Logo Questions Linux Laravel Mysql Ubuntu Git Menu
 

Functions from custom module not working in PySpark, but they work when inputted in interactive mode

I have a module that I've written containing functions that act on PySpark DataFrames. They do a transformation on columns in the DataFrame and then return a new DataFrame. Here is an example of the code, shortened to include only one of the functions:

from pyspark.sql import functions as F
from pyspark.sql import types as t

import pandas as pd
import numpy as np

metadta=pd.DataFrame(pd.read_csv("metadata.csv"))  # this contains metadata on my dataset

def str2num(text):
    if type(text)==None or text=='' or text=='NULL' or text=='null':
        return 0
    elif len(text)==1:
        return ord(text)
    else:
        newnum=''
        for lettr in text:
            newnum=newnum+str(ord(lettr))
        return int(newnum)

str2numUDF = F.udf(lambda s: str2num(s), t.IntegerType())

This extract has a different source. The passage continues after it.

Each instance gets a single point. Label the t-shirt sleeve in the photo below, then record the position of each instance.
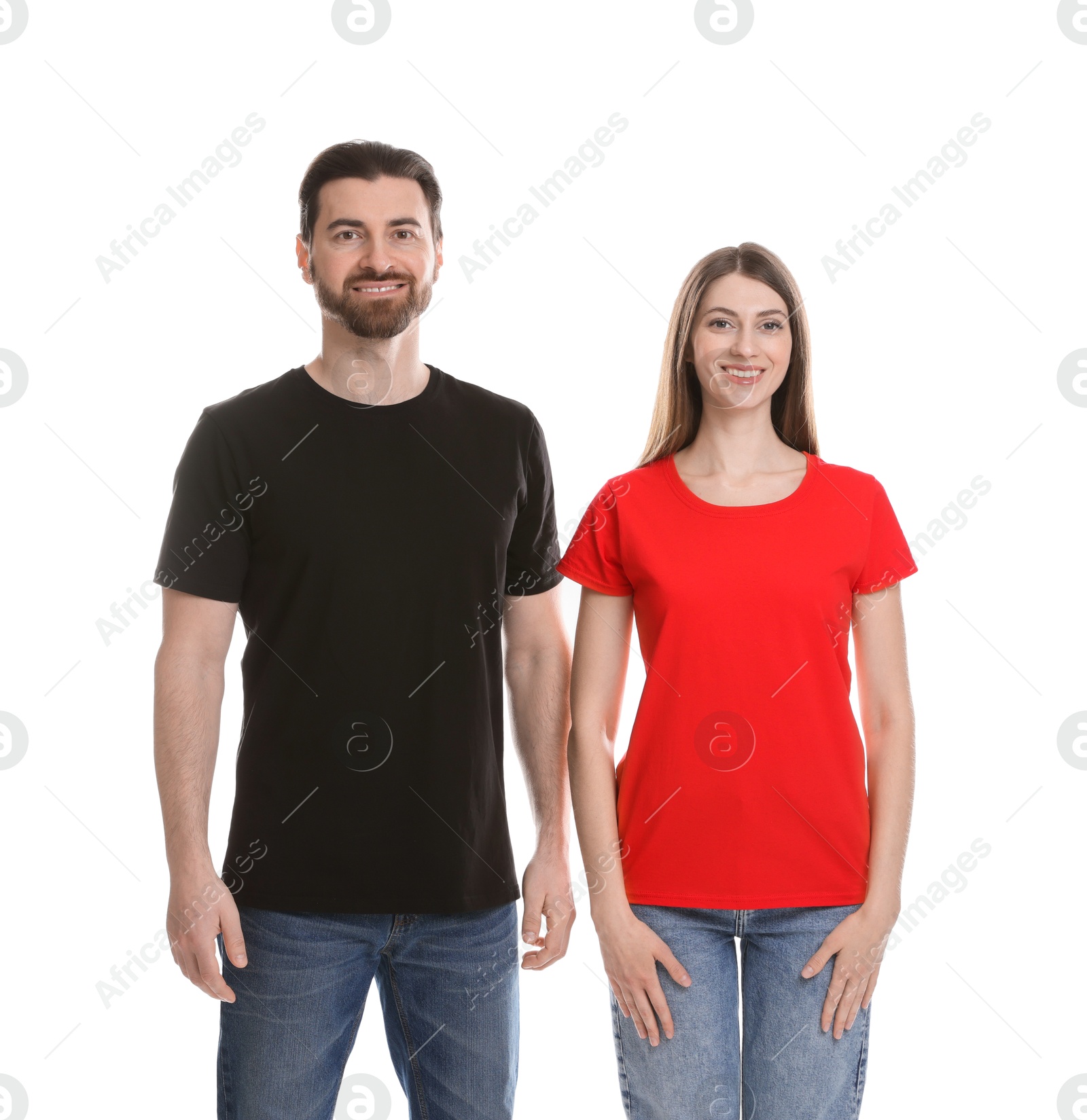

def letConvNum(df):    # df is a PySpark DataFrame
    #Get a list of columns that I want to transform, using the metadata Pandas DataFrame
    chng_cols=metadta[(metadta.comments=='letter conversion to num')].col_name.tolist()
    for curcol in chng_cols:
        df=df.withColumn(curcol, str2numUDF(df[curcol]))
    return df

So that is my module, call it mymodule.py. If I start the PySpark shell, and I do the following:

import mymodule as mm
myf=sqlContext.sql("select * from tablename lim 10")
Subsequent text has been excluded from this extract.